Yes, if you constantly update your installation, which is the exact opposite of what this blog post is about. Otherwise you run a pretty good risk of your installation being hijacked, overtaken by spam bots or similar after a few years.
Yep. I run a few WordPress sites and the amount of maintenance with them is crazy. The plugin model makes maintenance brutal too since it's all independent devs with different release cycles, testing practices, etc.
Following the philosophy of simple hosting + MD outlined in the OP then the WP equivalent would be something like a simple (official twenty*, or your own custom) WP theme with zero (or minimal amount of) plugins. Enable auto-updates on WP and you're done.
The more plugins you use, the faster entropy kicks in without maintenance.
Agreed, if you stick with the twenty* themes and keep it simple, you can get pretty far with very little maintenance.
For simple sites, especially where we don't do comments, I've started using Simply Static though to just generate pre-rendered pages. All the benefits of static site builder with all the conveniences of a CMS.
I've had it on my TODO-list to try out that plugin, thanks for reminding me!
How many sites have you tested it on, have you had any issues? I'm gonna play around with it now but what I'm mostly concerned about now is how you manage the site if you point the web server to the static directory.
I made a prototype at one point where you have your actual WP site in a subdirectory, like example.com/wordpress, which is IP restricted (or behind http auth). Then you crawl that site with wget (or curl) to generate static HTML and to finish it off by search/replacing the HTML files (removing the /wordpress portion). Then you serve the static files to general users.

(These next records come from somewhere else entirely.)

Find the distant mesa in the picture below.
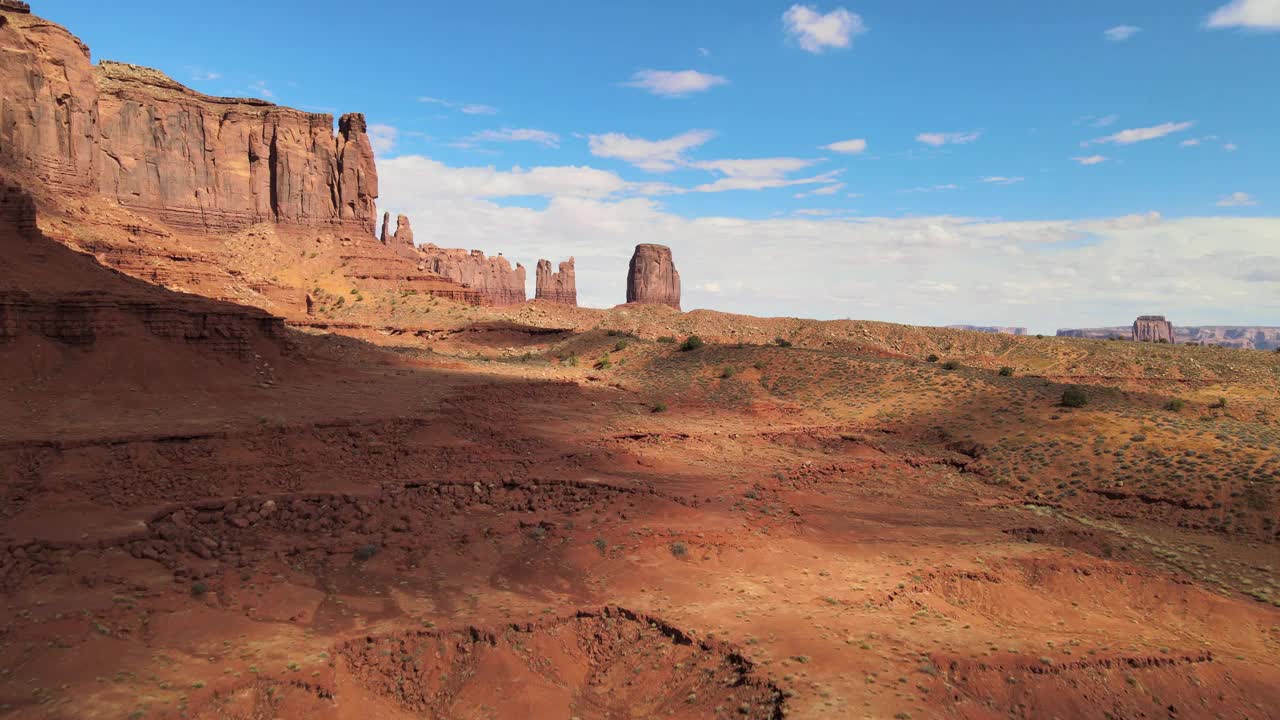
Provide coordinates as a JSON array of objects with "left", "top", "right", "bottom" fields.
[
  {"left": 1133, "top": 315, "right": 1174, "bottom": 344},
  {"left": 1058, "top": 321, "right": 1280, "bottom": 350},
  {"left": 946, "top": 325, "right": 1027, "bottom": 336},
  {"left": 535, "top": 257, "right": 577, "bottom": 306},
  {"left": 626, "top": 244, "right": 681, "bottom": 310}
]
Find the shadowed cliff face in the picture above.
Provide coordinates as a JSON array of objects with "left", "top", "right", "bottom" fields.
[{"left": 0, "top": 9, "right": 378, "bottom": 233}]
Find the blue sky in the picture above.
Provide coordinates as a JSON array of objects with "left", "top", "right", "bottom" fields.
[{"left": 42, "top": 1, "right": 1280, "bottom": 330}]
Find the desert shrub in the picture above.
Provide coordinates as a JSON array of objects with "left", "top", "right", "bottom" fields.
[
  {"left": 1210, "top": 397, "right": 1228, "bottom": 409},
  {"left": 593, "top": 537, "right": 608, "bottom": 554},
  {"left": 191, "top": 582, "right": 208, "bottom": 598},
  {"left": 926, "top": 354, "right": 939, "bottom": 363},
  {"left": 774, "top": 337, "right": 793, "bottom": 348},
  {"left": 1061, "top": 387, "right": 1087, "bottom": 408},
  {"left": 679, "top": 335, "right": 704, "bottom": 351},
  {"left": 594, "top": 354, "right": 612, "bottom": 370},
  {"left": 998, "top": 366, "right": 1014, "bottom": 377},
  {"left": 657, "top": 335, "right": 676, "bottom": 344},
  {"left": 651, "top": 402, "right": 667, "bottom": 413},
  {"left": 941, "top": 360, "right": 961, "bottom": 370},
  {"left": 669, "top": 542, "right": 688, "bottom": 557},
  {"left": 721, "top": 366, "right": 736, "bottom": 379},
  {"left": 614, "top": 340, "right": 629, "bottom": 351},
  {"left": 354, "top": 544, "right": 379, "bottom": 561},
  {"left": 1164, "top": 398, "right": 1186, "bottom": 412},
  {"left": 753, "top": 360, "right": 766, "bottom": 370}
]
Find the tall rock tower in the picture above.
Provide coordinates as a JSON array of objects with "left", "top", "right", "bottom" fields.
[
  {"left": 535, "top": 258, "right": 577, "bottom": 305},
  {"left": 626, "top": 244, "right": 681, "bottom": 310}
]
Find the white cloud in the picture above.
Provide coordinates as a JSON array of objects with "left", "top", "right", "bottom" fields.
[
  {"left": 190, "top": 69, "right": 221, "bottom": 82},
  {"left": 782, "top": 4, "right": 867, "bottom": 53},
  {"left": 368, "top": 124, "right": 399, "bottom": 156},
  {"left": 822, "top": 138, "right": 868, "bottom": 154},
  {"left": 460, "top": 128, "right": 561, "bottom": 148},
  {"left": 1091, "top": 114, "right": 1118, "bottom": 127},
  {"left": 1224, "top": 142, "right": 1239, "bottom": 151},
  {"left": 698, "top": 47, "right": 712, "bottom": 57},
  {"left": 378, "top": 156, "right": 641, "bottom": 200},
  {"left": 1206, "top": 0, "right": 1280, "bottom": 29},
  {"left": 916, "top": 131, "right": 981, "bottom": 147},
  {"left": 378, "top": 158, "right": 1280, "bottom": 328},
  {"left": 1180, "top": 138, "right": 1201, "bottom": 147},
  {"left": 982, "top": 176, "right": 1025, "bottom": 185},
  {"left": 687, "top": 157, "right": 839, "bottom": 193},
  {"left": 588, "top": 130, "right": 715, "bottom": 172},
  {"left": 250, "top": 80, "right": 273, "bottom": 99},
  {"left": 1073, "top": 155, "right": 1108, "bottom": 165},
  {"left": 623, "top": 69, "right": 729, "bottom": 97},
  {"left": 1104, "top": 25, "right": 1142, "bottom": 41},
  {"left": 794, "top": 182, "right": 847, "bottom": 198},
  {"left": 1217, "top": 191, "right": 1257, "bottom": 207},
  {"left": 1084, "top": 121, "right": 1194, "bottom": 146},
  {"left": 418, "top": 96, "right": 498, "bottom": 115}
]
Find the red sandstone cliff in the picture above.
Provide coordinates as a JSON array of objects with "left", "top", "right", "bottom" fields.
[
  {"left": 626, "top": 244, "right": 680, "bottom": 310},
  {"left": 0, "top": 7, "right": 377, "bottom": 232},
  {"left": 535, "top": 258, "right": 577, "bottom": 306},
  {"left": 417, "top": 245, "right": 527, "bottom": 306}
]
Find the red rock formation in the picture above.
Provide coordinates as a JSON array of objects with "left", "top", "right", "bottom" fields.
[
  {"left": 626, "top": 244, "right": 680, "bottom": 310},
  {"left": 418, "top": 245, "right": 526, "bottom": 306},
  {"left": 535, "top": 258, "right": 577, "bottom": 305},
  {"left": 379, "top": 212, "right": 417, "bottom": 259},
  {"left": 0, "top": 8, "right": 378, "bottom": 233},
  {"left": 1133, "top": 315, "right": 1174, "bottom": 344}
]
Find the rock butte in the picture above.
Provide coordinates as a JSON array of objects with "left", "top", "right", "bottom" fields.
[
  {"left": 1133, "top": 315, "right": 1175, "bottom": 344},
  {"left": 0, "top": 6, "right": 581, "bottom": 310},
  {"left": 626, "top": 244, "right": 681, "bottom": 310},
  {"left": 535, "top": 257, "right": 577, "bottom": 306}
]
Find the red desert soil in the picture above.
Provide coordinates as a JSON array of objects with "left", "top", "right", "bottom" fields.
[{"left": 1, "top": 6, "right": 1278, "bottom": 718}]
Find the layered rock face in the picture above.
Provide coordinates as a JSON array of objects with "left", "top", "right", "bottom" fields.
[
  {"left": 1133, "top": 315, "right": 1175, "bottom": 343},
  {"left": 626, "top": 244, "right": 680, "bottom": 310},
  {"left": 418, "top": 245, "right": 526, "bottom": 306},
  {"left": 535, "top": 258, "right": 577, "bottom": 305},
  {"left": 946, "top": 325, "right": 1028, "bottom": 336},
  {"left": 0, "top": 8, "right": 377, "bottom": 232}
]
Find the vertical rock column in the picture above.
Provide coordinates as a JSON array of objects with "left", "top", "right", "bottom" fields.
[{"left": 626, "top": 244, "right": 680, "bottom": 310}]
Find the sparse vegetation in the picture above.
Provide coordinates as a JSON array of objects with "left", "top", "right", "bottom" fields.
[
  {"left": 657, "top": 335, "right": 676, "bottom": 344},
  {"left": 1164, "top": 399, "right": 1186, "bottom": 412},
  {"left": 651, "top": 401, "right": 667, "bottom": 413},
  {"left": 354, "top": 544, "right": 379, "bottom": 561},
  {"left": 774, "top": 337, "right": 793, "bottom": 348},
  {"left": 679, "top": 336, "right": 704, "bottom": 352},
  {"left": 669, "top": 541, "right": 688, "bottom": 557},
  {"left": 1061, "top": 387, "right": 1088, "bottom": 408},
  {"left": 999, "top": 366, "right": 1014, "bottom": 377},
  {"left": 720, "top": 366, "right": 736, "bottom": 379},
  {"left": 926, "top": 354, "right": 939, "bottom": 363},
  {"left": 941, "top": 360, "right": 961, "bottom": 370}
]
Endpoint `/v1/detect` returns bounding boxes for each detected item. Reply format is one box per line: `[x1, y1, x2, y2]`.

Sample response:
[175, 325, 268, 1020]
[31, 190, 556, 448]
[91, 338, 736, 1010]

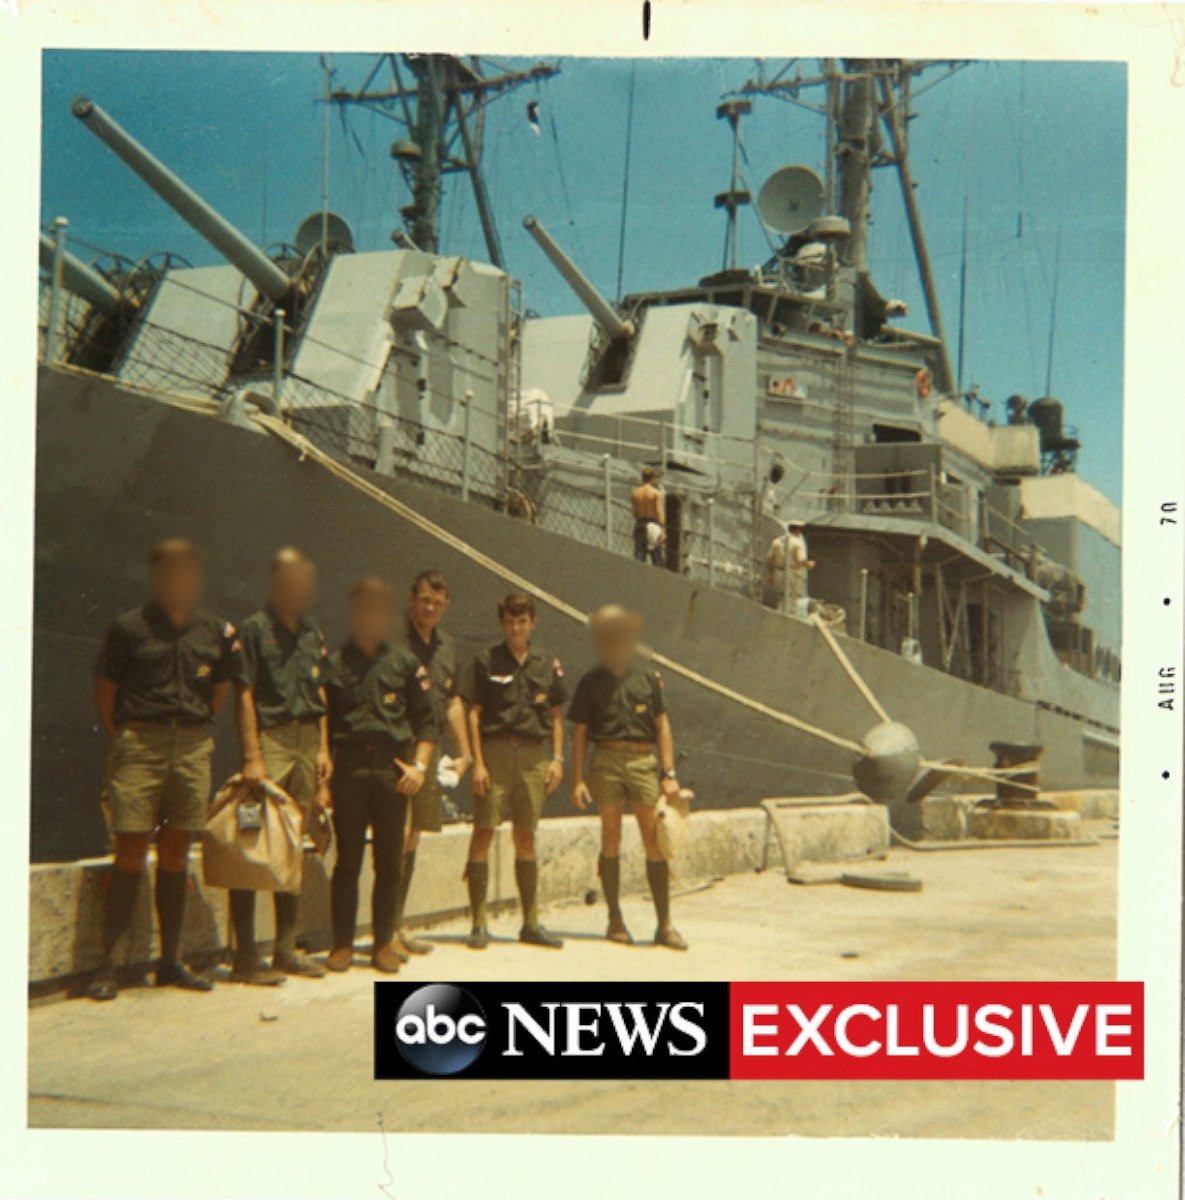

If you happen to ever read this, I ended up with a setup similar to the hacky one I did before:
- WP moved to subdirectory (WP home and siteurl changed in DB)
- Static site served normally from (and generated to) webroot
Just needed to add sitemaps and robots.txt to the config to be included. Workflow is super smooth. Login to example.com/wordpress/wp-admin/, view your changes at example.com/wordpress and when you're happy, publish the site through the plugin.
Curious to see what kinds of issues I might be running into later on (this was just a quick test).
Same story with Jenkins, the plugin ecosystem is just ridiculous. If Linux distros did the same thing with packages, Linux would be broken literally all the time.
WordPress core yes, and it's pretty safe, but if you use many plugins (which most people do) that gets a lot riskier. Premium plugs are pretty safe but still I've had stuff break.
The kind of person whose needs would be satisfied by a static site generator doesn't seem likely to need 20 plugins, so it doesn't sound like an apples-to-apples comparison.
I don't base on number of plugins, I base on complexity personally.
I mostly agree with you, but in my experience most (not all) people who are capable of using a static site generator will do so. Those who aren't comfortable with it use WordPress. I'm not slamming WordPress, just making an observation.